Von der Leyen, Rusya-Ukrayna savaşı nedeniyle küresel enerji arızının da kısıtlı bir hal aldığını hatırlatarak, Rusya’nın son 8 ayda AB’ye boru hattıyla gaz tedarikini yüzde 80 kestiğini dile getirdi.
Salgın, savaş ve enerji krizinin, başta Avrupa ekonomisinin enerji yoğun sektörleri olmak üzere birçok endüstrisinin rekabet gücünü olumsuz etkilediğine işaret eden von der Leyen, “Enflasyonu Düşürme Yasası’nın haksız rekabete yol açma ve piyasaları kapatma riski var” diye konuştu.
Von der Leyen, yasanın kritik tedarik zincirlerini parçalayabileceğini belirterek, yasadaki vergi muafiyetlerinin ve sübvansiyonların sorunlu konular olduğuna dikkati çekti.
Yasa ile bir otomobil üreticisinin Kuzey Amerika’da üretim yapması ve ABD’den parça alması halinde çifte fayda sağlayacağını anlatan von der Leyen, bunun yatırım akışlarını yeniden yönlendireceğini söyledi.

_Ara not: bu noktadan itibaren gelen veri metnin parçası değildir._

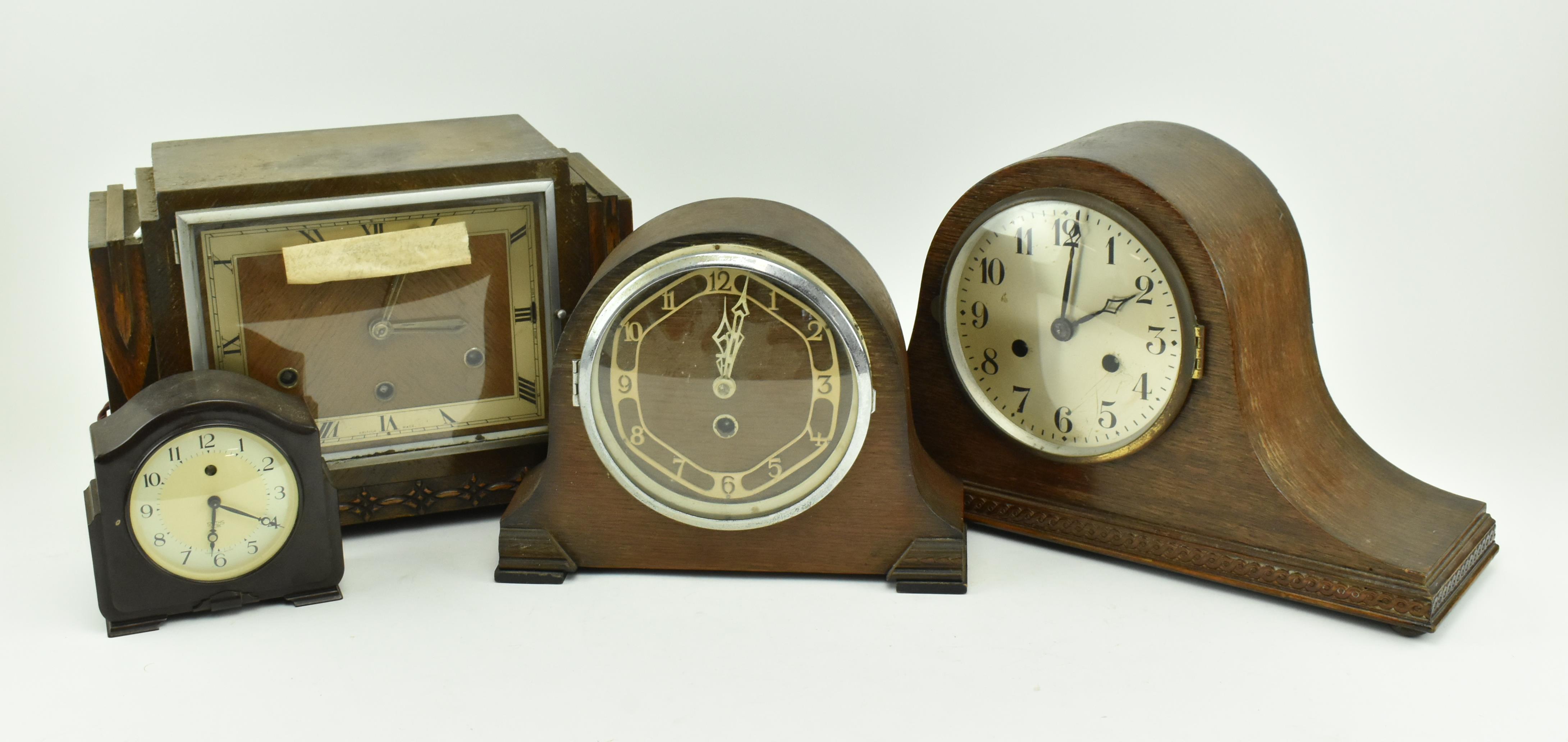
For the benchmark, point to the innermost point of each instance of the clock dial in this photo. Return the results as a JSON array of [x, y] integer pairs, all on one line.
[[214, 504], [1069, 327], [403, 360], [725, 396]]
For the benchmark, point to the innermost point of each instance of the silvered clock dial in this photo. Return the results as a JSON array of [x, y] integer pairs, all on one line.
[[1070, 326]]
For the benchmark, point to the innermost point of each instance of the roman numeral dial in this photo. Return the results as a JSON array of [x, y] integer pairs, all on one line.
[[410, 360]]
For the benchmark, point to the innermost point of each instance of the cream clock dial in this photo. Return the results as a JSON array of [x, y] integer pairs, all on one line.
[[214, 504], [1070, 326]]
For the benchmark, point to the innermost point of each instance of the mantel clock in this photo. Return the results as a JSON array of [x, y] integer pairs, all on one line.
[[427, 383], [209, 495], [737, 402], [1114, 350]]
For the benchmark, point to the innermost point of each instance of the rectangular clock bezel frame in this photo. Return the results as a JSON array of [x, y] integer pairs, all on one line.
[[186, 250]]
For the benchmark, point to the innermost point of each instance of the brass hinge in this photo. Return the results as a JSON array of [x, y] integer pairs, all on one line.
[[575, 382], [1197, 357]]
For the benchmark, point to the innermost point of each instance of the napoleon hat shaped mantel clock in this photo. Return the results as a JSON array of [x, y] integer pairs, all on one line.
[[1114, 350], [429, 385], [739, 404], [209, 495]]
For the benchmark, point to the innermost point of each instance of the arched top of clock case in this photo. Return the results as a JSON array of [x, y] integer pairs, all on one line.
[[778, 222], [197, 391], [1194, 190]]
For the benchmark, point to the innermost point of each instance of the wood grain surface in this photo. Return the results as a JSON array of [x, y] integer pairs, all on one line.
[[1258, 482], [571, 512], [142, 300]]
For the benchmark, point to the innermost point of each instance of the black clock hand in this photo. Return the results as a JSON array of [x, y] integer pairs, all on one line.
[[1067, 286], [1112, 306], [241, 512], [264, 520], [1062, 327], [212, 536]]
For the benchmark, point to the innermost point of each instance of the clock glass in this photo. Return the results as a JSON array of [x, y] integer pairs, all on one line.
[[1070, 326], [727, 388], [214, 502], [397, 363]]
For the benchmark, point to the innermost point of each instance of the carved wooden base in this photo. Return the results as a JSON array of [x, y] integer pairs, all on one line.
[[427, 496], [1409, 606], [532, 556], [932, 565]]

Von der Leyen, “Gelecekteki yatırımlarını AB’den ABD’ye taşımayı düşünen üreticilerin hikayelerini hepimiz duyduk” dedi.
HAREKETE GEÇMELİYİZ
Rekabetin eşit şartlar altında olmasının önemine işaret eden von der Leyen, “Enflasyonu Düşürme Yasası ve diğer önlemlerin bozulma yarattığı durumlarda oyun alanını yeniden dengelemek için harekete geçmeliyiz.” değerlendirmesinde bulundu.
Von der Leyen, yasanın en endişe verici yönlerini ve rekabet dezavantajlarını azaltmak için ABD ile birlikte çalışmak zorunda olduklarını vurguladı.

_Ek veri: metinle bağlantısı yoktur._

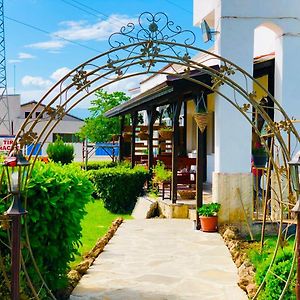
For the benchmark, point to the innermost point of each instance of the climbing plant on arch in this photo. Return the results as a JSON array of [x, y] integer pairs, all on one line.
[[157, 46]]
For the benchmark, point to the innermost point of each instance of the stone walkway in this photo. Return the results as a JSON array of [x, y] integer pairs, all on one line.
[[161, 259]]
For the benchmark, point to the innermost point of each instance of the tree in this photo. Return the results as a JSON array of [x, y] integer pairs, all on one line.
[[99, 128]]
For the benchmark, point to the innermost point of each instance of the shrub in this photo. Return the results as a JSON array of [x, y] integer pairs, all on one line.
[[119, 187], [56, 199], [60, 152], [275, 279], [95, 165]]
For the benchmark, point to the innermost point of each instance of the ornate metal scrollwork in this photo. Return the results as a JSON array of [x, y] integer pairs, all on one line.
[[27, 138], [80, 79], [152, 35], [151, 27]]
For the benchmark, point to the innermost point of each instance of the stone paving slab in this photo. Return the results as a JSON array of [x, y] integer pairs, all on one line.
[[161, 259]]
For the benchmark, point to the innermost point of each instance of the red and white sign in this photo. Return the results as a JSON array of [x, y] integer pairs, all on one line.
[[6, 143]]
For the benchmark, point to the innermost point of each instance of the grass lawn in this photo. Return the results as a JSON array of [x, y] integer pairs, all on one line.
[[275, 280], [94, 225]]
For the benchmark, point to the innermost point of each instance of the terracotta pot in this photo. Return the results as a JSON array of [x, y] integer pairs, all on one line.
[[187, 194], [126, 136], [209, 224], [201, 120]]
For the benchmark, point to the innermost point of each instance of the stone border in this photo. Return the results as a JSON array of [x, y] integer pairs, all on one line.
[[246, 270], [75, 275]]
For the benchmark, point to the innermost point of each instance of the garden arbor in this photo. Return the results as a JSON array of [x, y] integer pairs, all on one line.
[[147, 48]]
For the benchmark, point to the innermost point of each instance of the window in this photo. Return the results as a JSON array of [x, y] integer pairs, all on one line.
[[66, 137]]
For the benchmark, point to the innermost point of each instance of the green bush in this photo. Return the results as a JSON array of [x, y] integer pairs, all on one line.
[[95, 165], [209, 210], [119, 187], [56, 199], [60, 152], [275, 279]]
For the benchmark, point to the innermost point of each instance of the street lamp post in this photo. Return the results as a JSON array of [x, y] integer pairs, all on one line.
[[294, 172], [16, 167]]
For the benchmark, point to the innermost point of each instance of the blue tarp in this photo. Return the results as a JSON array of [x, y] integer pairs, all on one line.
[[105, 149]]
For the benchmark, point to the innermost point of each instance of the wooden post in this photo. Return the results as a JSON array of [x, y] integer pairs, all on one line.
[[121, 139], [151, 113], [134, 120], [199, 174], [175, 142]]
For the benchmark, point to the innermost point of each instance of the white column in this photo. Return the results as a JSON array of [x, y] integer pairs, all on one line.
[[232, 131]]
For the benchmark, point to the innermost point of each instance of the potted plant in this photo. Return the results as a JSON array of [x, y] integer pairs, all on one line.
[[166, 132], [160, 174], [143, 135], [201, 114], [127, 136], [259, 156], [208, 216]]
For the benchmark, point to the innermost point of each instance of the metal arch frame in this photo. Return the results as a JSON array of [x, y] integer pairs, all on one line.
[[146, 51]]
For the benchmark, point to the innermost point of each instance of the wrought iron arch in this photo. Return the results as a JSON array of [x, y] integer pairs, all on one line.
[[145, 49]]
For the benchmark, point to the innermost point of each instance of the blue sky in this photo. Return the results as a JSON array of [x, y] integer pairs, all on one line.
[[40, 57]]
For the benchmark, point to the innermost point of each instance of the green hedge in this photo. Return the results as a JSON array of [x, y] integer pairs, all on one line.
[[275, 279], [56, 199], [95, 165], [119, 187]]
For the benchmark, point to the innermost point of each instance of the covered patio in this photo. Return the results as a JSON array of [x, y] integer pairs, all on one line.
[[176, 96]]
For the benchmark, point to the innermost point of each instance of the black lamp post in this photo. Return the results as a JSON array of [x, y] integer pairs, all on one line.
[[16, 167], [294, 172]]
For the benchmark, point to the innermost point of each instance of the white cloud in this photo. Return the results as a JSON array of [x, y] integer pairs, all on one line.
[[23, 55], [35, 81], [101, 30], [31, 95], [14, 61], [59, 73], [124, 85], [51, 45]]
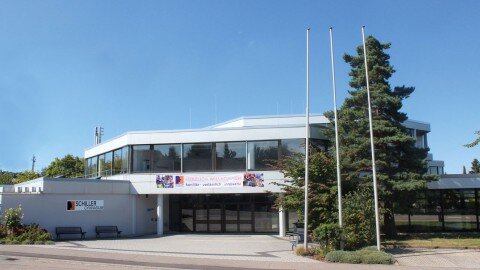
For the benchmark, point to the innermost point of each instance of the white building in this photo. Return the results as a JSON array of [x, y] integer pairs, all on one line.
[[217, 179]]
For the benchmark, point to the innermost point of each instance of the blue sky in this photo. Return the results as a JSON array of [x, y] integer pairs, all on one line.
[[68, 66]]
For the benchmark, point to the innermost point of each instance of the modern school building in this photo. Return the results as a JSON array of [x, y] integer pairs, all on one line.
[[218, 179]]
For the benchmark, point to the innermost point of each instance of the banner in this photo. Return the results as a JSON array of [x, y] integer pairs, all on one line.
[[213, 180], [85, 205]]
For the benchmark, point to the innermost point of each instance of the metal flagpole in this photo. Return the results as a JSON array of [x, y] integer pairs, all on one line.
[[307, 136], [337, 148], [374, 170]]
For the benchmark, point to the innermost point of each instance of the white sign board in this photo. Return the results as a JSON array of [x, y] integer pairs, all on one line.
[[84, 205]]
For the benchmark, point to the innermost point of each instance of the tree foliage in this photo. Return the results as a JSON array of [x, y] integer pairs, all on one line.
[[69, 166], [476, 141], [25, 176], [6, 178], [400, 165], [321, 185]]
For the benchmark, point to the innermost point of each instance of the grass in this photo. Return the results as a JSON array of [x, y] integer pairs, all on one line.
[[436, 240]]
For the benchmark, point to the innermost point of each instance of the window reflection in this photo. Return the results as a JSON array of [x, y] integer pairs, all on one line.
[[197, 157], [141, 158], [230, 156], [167, 158], [262, 155]]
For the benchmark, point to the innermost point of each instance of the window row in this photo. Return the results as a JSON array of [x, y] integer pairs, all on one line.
[[196, 157], [114, 162]]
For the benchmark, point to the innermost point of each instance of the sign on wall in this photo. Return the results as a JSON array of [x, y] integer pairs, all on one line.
[[84, 205], [214, 180]]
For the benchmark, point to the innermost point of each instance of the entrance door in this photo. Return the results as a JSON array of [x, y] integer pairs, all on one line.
[[215, 218], [222, 213]]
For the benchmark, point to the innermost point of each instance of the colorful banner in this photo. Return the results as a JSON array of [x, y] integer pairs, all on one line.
[[85, 205], [213, 180]]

Avrupa sanayisinin dönüşümüne daha fazla finansman sağlanması gerektiğini ifade eden von der Leyen, “Dönüşüme yönelik kamu yatırımlarını kolaylaştırmak için ilk önce kendi kurallarımızı ayarlamamız gerekiyor” şeklinde konuştu.

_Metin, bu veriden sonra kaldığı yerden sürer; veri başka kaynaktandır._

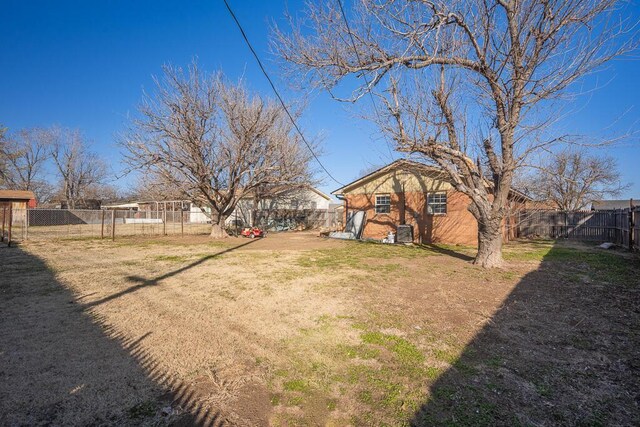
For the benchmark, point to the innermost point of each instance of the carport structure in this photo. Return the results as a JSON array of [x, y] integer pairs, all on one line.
[[13, 209]]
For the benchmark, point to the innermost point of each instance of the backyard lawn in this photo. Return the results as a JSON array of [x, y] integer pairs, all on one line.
[[299, 330]]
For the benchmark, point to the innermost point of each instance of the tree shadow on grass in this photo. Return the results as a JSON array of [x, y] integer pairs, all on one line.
[[62, 365], [443, 250], [563, 349], [144, 283]]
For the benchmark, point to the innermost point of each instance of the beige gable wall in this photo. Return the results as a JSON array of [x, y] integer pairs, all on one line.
[[394, 181]]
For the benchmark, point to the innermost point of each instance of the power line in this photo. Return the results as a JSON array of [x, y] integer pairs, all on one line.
[[284, 106], [364, 75]]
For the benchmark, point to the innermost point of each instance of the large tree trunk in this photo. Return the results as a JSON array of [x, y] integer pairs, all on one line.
[[217, 228], [489, 243]]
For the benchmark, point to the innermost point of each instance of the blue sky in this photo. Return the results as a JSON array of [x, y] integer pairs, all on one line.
[[84, 64]]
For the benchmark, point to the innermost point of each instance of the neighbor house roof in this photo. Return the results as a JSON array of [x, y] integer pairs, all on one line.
[[609, 205], [407, 164], [16, 195]]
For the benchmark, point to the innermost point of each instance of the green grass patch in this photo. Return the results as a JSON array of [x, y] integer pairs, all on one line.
[[297, 385], [406, 352], [359, 255]]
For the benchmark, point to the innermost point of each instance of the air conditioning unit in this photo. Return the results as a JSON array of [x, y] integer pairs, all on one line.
[[404, 234]]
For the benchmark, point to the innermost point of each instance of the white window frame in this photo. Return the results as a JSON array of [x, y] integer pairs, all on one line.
[[379, 205], [440, 205]]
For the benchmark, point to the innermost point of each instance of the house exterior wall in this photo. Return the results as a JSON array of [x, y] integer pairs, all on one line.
[[408, 193], [457, 226]]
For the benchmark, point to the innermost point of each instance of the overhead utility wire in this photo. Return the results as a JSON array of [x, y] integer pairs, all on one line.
[[284, 106], [364, 75]]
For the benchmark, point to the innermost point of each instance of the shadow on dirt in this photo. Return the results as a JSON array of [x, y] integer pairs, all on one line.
[[563, 349], [144, 283], [60, 364]]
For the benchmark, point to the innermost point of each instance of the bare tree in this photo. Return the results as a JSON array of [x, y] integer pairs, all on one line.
[[573, 179], [214, 142], [24, 155], [4, 168], [80, 170], [445, 67]]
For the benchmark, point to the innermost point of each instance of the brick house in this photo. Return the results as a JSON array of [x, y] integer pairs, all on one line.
[[415, 194]]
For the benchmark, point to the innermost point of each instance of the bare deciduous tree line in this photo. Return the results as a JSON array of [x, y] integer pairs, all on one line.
[[54, 163], [470, 85], [214, 143]]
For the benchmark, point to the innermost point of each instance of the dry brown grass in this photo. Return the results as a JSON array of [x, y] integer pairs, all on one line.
[[295, 330]]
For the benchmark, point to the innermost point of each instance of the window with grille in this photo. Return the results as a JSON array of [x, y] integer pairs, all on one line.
[[383, 203], [437, 203]]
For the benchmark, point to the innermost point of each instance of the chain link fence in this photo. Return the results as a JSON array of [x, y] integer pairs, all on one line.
[[42, 224], [39, 224]]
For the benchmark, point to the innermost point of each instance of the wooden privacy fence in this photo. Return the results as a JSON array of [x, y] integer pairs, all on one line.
[[617, 226]]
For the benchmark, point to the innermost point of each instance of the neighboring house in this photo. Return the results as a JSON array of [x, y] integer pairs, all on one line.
[[286, 203], [418, 195], [86, 204], [610, 205]]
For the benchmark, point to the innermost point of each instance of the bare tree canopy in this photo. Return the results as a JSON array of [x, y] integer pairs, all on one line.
[[571, 180], [214, 142], [24, 156], [466, 83], [81, 172]]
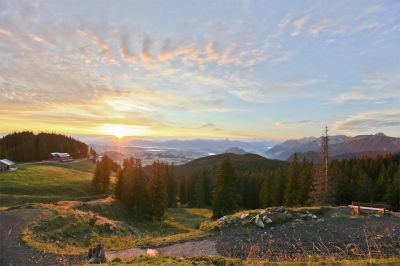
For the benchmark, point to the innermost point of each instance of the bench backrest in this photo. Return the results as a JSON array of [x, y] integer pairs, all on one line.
[[371, 205]]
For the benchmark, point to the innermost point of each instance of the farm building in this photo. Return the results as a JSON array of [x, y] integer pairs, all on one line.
[[7, 165], [61, 157]]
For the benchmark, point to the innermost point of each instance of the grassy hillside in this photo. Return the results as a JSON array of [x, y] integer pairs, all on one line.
[[43, 183], [242, 163], [71, 227]]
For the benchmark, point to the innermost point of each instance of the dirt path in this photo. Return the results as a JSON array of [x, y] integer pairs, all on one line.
[[336, 235], [190, 248], [14, 252]]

“Enflasyonu Düşürme Yasası, kamu destek çerçevemizi nasıl geliştirebileceğimizi ve yeni küresel ortama nasıl uyarlayabileceğimizi düşünmemizi sağlamalıdır. Bu nedenle, kamu destek çerçevemizi nasıl daha öngörülebilir ve basit hale getirebileceğimize bakmalıyız” diyen von der Leyen, iş dünyasının basit kuralları olan bir kamu destek sistemi talep ettiğini anlattı.
ENFLASYONU DÜŞÜRME YASASI
ABD’de enflasyonun düşürülmesine yönelik kapsamlı sağlık, iklim ve vergi düzenlemelerini içeren ve ABD Başkanı Joe Biden’ın ağustos ayında imzaladığı Enflasyonu Düşürme Yasası, Avrupa’da tartışma konusu oluyor.
Vergi indirimleriyle elektrikli otomobil satın almayı teşvik etmeyi öngören yasa kapsamında, Kuzey Amerika’da üretilen bataryaların kullanıldığı ve bu bölgedeki madenlerden çıkan mineralleri içeren elektrikli araçlara 7 bin 500 dolara kadar vergi indirimi verilmesi gibi düzenlemeler yer alıyor.
AB, vergi indirimlerini ABD’de üretilen içeriğe bağlı hale getiren yeni düzenlemenin Avrupalı otomobil şirketlerini ve batarya ile yenilenebilir enerji ekipmanları dahil yeşil ekonomi alanındaki üreticileri dezavantajlı hale getireceğinden endişe duyuyor.
Enerji krizi, yüksek enflasyon ve olası resesyon endişeleriyle zor bir dönemden geçen Avrupa için sanayinin geri kalması da temel bir risk olarak öne çıkıyor.